The Skeleton Tower Task

The Skeleton Tower (A rather Halloweeny name, don't you think?) is a tower built of cubes in a pyramid fashion, with 4 stair steps extending from the center of the tower. In a tower that is 6 cubes high, there are 66 cubes altogether.

A tower 3 cubes high contains 15 cubes.

A tower 4 cubes high contains 28 cubes.

A tower 5 cubes high contains 45 cubes. 

The following table helped me in determining the number of cubes for each level. The highlighted portion was completed using mathematical equations only, without actually counting the cubes in a pyramid. 

Height	Cubes in all	Looking for Patterns
10	190	9 x 4 = 36 +1=37             *10x 19 = 190 153+37=190
9	153	8 x 4= 32 +1 = 33           *9 x 17= 153 33+ 120= 153
8	120	7 x 4=28 +1=29              *8 x 15= 120 91+29= 120
7	91	6 x 4=24 +1=25               *7 x 13= 91 66+25= 91
6	66	66-6=60          66-45=21 (the height x 4 +1) 60/4=15
5	45	45-5=40          45-28=17 (the height x 4 +1) 40/4=10
4	28	28-4=24          28-15=13 (the height x 4 +1) 24/4=6
3	15	15-3=12         15-6= 9 (the height x 4 +1) 12/4=3
2	6	6-2=4 4/4=1

The question now is whether or not there can be an equation to find the number of cubes in the pyramid at N cubes high. 

I noticed the pattern with an asterisk next to it in the table above. Obviously, 6 x 11 is 66. Initially, I thought the multiplication was just counting up odd numbers. Then I realized that 6 x 2 = 12, 7 x 2= 14, 9 x 2= 18, etc. So I wondered if I took N, multiplied it by 2, subtracted 1, then multiplied it by itself....would I get a correct answer? 

That would be [(N x 2)-1] x N.

Let's see if it is true if used for N = 4: 

[(4 x 2) - 1] x 4= [(8)-1] x 4= 7 x 4 = 28 (It works here, yay!) 

Now N= 10

[(10 x 2)-1] x 10= [(20)-1] x 10 = 19 x 10= 190 (Yay again!)

Using the table, I was able to identify patterns that would help formulate an equation to solve the problem. Oddly enough, the pattern that helped the most was just a side note when I noticed that all of the numbers in the not highlighted section were multiples of the height in cubes. 

Chicken Nuggets Task...Otherwise known as 'Now I am Hungry'

McDonald's sells chicken nuggets in boxes of 6, 9, or 20. Obviously one could purchase exactly 15 nuggets by buying a box of 6 and a box of 9. Using only combinations of boxes of 6, 9, and/or 20 nuggets:

Could you purchase exactly 17 nuggets?
     No, because two boxes of 6 would result in 12. Two boxes of 9 would result in 18, which is too much. A box of 6 and a box of 9 is already noted at a total of 15 nuggets.

How would you purchase exactly 53 nuggets?
   

What is the largest number for which it is impossible to purchase exactly that number of nuggets? 

     This question is difficult to explain, as numbers are infinite. I think the most important point here is that the number obviously cannot be prime, as that would eliminate the divisibility of it by 6, 9 and/ or 20. I did notice that continuing from 53 all the way to 100 resulted in some form of divisibility by the three numbers combined. Once I realized this, I went backwards to see if maybe that largest number was below 53. 

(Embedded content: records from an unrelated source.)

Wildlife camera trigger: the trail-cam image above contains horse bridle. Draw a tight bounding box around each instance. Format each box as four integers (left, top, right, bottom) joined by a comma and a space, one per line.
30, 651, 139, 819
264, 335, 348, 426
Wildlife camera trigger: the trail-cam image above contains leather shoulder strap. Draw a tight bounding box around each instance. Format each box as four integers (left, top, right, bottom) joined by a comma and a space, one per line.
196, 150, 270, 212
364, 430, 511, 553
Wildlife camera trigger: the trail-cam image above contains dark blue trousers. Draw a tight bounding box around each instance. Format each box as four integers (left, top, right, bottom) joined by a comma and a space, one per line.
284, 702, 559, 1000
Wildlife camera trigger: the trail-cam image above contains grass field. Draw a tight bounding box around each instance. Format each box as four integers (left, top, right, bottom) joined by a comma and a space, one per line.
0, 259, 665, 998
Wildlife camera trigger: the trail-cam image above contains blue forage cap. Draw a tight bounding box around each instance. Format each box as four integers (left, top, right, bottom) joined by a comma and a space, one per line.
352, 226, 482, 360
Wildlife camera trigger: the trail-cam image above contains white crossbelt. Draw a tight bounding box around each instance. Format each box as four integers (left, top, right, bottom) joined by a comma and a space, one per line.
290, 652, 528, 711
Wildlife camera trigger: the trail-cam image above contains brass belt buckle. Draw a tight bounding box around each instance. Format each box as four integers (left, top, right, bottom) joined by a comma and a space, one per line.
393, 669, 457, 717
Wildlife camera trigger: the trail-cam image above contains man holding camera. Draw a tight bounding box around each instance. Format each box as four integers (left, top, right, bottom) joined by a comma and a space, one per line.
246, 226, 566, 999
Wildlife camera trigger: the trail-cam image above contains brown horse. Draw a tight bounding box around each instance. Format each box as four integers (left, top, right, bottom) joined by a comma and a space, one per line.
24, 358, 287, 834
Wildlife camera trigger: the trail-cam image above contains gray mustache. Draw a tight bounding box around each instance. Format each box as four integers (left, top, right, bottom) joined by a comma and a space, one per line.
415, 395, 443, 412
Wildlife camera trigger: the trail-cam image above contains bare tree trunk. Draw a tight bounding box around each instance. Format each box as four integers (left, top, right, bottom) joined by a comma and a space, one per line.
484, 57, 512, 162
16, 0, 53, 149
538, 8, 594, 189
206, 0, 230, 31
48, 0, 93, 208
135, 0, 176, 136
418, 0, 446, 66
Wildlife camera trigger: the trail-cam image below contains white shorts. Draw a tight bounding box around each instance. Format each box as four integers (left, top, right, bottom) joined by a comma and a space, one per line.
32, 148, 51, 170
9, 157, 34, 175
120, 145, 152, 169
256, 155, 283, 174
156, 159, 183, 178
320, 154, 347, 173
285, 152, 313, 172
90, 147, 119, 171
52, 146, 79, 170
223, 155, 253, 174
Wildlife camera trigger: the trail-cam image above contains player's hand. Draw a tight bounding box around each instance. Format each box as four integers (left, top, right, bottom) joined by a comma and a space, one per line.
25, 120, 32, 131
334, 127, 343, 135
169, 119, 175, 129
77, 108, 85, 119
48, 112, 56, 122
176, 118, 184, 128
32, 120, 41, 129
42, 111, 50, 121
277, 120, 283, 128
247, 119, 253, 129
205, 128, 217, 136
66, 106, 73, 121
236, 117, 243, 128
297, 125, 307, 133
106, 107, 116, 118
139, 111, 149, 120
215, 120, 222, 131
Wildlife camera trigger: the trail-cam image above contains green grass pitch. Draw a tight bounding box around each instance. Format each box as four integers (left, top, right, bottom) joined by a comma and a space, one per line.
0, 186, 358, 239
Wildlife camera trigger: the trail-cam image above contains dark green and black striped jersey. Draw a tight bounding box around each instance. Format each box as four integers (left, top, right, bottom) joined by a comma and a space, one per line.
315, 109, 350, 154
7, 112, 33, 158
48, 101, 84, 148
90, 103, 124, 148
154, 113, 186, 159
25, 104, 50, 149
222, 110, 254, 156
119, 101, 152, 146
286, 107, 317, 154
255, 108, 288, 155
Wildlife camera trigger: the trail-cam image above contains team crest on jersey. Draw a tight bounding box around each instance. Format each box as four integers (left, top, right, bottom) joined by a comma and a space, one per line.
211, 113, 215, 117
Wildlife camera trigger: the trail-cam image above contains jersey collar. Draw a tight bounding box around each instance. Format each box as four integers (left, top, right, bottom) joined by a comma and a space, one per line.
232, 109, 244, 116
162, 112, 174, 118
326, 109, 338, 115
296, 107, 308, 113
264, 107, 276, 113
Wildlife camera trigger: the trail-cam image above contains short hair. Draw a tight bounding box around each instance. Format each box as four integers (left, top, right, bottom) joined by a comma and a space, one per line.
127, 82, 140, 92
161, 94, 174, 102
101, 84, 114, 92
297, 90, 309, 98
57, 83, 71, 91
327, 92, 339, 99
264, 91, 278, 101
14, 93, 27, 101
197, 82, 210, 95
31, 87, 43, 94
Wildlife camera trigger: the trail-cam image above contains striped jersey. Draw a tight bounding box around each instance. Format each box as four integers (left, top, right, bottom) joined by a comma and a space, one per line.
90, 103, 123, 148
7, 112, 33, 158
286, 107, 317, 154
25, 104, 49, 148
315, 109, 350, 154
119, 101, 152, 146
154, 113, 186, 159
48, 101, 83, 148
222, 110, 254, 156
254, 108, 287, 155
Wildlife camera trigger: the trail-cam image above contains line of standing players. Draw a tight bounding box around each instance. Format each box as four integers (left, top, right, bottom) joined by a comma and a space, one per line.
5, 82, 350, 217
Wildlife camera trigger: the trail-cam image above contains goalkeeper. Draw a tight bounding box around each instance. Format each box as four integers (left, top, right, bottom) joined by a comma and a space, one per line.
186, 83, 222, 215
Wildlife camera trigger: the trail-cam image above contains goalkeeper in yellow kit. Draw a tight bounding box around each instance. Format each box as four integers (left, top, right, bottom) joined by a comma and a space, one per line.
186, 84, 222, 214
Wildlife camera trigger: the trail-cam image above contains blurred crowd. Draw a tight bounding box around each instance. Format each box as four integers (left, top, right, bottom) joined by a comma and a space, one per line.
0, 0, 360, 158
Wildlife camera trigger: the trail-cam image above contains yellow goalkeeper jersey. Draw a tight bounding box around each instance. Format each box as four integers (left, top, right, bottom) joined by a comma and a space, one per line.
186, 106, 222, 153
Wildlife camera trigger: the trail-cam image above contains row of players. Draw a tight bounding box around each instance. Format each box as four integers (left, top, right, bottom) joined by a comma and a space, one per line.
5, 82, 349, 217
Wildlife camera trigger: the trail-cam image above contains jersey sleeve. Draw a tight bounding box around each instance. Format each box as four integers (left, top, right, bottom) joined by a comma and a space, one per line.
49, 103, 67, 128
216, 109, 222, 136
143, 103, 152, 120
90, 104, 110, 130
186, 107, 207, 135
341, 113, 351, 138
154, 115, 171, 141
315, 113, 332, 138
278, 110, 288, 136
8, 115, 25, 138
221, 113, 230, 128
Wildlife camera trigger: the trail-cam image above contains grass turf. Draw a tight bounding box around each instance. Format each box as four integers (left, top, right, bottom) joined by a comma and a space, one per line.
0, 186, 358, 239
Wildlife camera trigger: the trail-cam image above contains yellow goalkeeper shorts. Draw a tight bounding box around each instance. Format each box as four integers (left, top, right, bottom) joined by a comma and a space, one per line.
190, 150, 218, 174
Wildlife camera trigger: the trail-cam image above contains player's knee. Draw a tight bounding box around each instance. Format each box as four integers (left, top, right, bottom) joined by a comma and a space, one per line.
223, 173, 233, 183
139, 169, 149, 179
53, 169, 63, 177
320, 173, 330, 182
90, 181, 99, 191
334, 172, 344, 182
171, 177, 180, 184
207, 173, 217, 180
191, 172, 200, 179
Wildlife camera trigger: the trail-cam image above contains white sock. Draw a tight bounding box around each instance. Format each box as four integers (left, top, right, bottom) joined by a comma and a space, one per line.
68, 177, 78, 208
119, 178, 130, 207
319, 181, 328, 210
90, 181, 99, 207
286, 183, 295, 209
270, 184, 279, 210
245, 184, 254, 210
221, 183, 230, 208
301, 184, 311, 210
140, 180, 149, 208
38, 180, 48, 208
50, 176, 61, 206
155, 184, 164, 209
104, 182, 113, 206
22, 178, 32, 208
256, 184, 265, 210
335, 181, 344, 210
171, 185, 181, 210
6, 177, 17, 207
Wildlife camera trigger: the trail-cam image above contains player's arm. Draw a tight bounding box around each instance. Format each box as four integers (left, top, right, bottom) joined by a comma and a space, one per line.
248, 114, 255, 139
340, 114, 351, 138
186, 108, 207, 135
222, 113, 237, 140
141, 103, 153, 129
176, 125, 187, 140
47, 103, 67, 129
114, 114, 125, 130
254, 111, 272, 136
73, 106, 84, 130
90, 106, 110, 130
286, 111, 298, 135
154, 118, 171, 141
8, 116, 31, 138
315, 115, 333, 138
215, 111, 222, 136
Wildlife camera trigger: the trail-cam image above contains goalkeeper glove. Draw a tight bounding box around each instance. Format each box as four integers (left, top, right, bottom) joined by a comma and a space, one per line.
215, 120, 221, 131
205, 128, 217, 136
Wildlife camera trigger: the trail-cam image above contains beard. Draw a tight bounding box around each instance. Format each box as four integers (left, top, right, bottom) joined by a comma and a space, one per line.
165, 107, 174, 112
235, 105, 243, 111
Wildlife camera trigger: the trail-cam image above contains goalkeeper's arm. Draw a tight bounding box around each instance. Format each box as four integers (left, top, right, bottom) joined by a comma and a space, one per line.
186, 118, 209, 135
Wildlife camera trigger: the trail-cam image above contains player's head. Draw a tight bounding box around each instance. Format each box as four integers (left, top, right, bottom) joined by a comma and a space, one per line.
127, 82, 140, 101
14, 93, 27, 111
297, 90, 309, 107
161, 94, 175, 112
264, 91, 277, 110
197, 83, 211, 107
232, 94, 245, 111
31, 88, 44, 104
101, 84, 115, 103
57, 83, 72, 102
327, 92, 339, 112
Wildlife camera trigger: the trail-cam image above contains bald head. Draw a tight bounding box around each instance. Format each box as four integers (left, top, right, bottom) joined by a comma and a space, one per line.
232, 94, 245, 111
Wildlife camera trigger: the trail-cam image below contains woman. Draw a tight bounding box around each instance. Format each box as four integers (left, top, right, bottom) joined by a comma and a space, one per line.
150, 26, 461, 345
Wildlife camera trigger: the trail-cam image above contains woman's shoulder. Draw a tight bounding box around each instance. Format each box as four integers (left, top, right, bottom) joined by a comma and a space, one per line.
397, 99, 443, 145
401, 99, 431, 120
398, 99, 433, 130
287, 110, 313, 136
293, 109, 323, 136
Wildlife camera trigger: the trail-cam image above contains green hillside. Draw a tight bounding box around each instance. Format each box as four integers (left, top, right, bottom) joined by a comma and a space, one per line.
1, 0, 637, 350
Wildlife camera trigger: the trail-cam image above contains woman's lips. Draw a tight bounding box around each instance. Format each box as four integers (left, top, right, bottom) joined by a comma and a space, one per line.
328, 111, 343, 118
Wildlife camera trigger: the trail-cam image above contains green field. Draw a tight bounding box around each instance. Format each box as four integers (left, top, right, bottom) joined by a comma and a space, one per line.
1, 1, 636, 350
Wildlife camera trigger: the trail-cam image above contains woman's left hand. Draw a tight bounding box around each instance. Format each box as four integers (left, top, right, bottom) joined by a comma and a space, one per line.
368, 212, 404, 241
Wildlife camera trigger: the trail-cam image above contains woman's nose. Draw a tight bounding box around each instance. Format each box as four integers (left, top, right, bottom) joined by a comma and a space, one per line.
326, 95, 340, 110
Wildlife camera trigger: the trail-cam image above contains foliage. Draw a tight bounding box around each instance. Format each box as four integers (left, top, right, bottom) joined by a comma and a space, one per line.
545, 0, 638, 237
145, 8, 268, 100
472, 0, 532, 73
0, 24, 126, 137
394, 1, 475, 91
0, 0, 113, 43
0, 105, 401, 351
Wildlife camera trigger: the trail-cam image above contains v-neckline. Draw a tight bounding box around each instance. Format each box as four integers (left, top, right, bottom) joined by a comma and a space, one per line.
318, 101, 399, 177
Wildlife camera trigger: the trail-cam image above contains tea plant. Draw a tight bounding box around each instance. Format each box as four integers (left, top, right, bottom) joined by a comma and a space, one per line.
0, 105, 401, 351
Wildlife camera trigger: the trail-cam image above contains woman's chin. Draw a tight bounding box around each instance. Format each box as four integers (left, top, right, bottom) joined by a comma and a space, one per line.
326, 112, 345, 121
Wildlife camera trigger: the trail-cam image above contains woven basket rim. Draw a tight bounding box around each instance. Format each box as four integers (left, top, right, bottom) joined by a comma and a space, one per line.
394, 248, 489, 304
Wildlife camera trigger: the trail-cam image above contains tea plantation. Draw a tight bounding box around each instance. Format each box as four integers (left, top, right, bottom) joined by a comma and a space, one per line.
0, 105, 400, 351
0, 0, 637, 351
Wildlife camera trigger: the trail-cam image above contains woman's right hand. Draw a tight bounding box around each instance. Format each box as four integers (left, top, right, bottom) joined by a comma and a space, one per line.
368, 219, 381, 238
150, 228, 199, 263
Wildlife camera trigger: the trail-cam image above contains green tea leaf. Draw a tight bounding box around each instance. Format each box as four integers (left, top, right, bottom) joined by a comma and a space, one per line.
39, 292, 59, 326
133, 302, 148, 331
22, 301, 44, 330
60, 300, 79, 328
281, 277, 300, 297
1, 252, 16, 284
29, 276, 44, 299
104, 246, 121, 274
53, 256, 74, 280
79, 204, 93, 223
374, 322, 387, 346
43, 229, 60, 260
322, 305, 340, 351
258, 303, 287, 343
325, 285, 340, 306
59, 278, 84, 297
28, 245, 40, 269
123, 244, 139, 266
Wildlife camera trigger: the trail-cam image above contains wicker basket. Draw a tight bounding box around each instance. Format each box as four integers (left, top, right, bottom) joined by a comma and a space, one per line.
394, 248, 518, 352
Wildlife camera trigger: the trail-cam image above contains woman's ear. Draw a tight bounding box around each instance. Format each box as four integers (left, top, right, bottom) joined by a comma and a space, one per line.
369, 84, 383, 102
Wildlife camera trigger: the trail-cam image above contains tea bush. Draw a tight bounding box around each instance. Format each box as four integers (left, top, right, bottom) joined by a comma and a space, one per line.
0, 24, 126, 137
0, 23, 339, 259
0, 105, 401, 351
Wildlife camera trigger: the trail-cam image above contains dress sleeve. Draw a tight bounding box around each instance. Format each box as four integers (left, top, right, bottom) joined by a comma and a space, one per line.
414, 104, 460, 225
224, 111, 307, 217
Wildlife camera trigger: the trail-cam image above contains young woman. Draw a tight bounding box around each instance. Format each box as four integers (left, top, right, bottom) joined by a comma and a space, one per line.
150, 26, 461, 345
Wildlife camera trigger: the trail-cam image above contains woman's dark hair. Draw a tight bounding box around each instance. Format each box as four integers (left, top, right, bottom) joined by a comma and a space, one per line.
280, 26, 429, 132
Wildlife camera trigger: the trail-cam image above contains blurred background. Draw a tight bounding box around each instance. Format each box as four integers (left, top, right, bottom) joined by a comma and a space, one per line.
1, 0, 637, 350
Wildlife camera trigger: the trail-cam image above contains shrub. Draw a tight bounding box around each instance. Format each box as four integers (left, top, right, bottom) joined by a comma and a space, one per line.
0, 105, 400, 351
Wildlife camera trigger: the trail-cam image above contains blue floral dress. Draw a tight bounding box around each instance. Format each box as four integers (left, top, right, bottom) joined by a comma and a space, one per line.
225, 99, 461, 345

52: 2 boxes of 20, 2 boxes of 6

51: 1 box of 9, 7 boxes of 6

50: 1 box of 20, 5 boxes of 6

49: 2 boxes of 20, 1 box of 9

48: 2 boxes of 9, 5 boxes of 6

47: 1 box of 20, 3 boxes of 9

46: 2 boxes of 20, 1 box of 6

45: 5 boxes of 9

44: 1 box of 20, 4 boxes of 6

43: Hm. I am stumped here!  Perhaps the answer to this question is 43?

Let's say you could only buy the nuggets in boxes of 7, 11, and 17. What is the largest number for which it is impossible to purchase exactly that number of nuggets? 

   To figure this out, I looked to see if there was a pattern for the above numbers. It is possible that I am not thinking about this 'mathematically' enough, however I can't seem to determine a formula or pattern to finding 43 as the number above. The best I could come up with is using a hundreds chart, I marked out all numbers divisible by 7 (in black). I kept going with the chart, marking out every 11th, 7th, or 17th number from one that was already eliminated. The highest number I have not marked out is 37. 

In closing, there must be a more mathematically sound method of solving this problem that I have not yet discovered. As it stands, I feel fairly confident that I figured out the solution....albeit in a rather elementary fashion.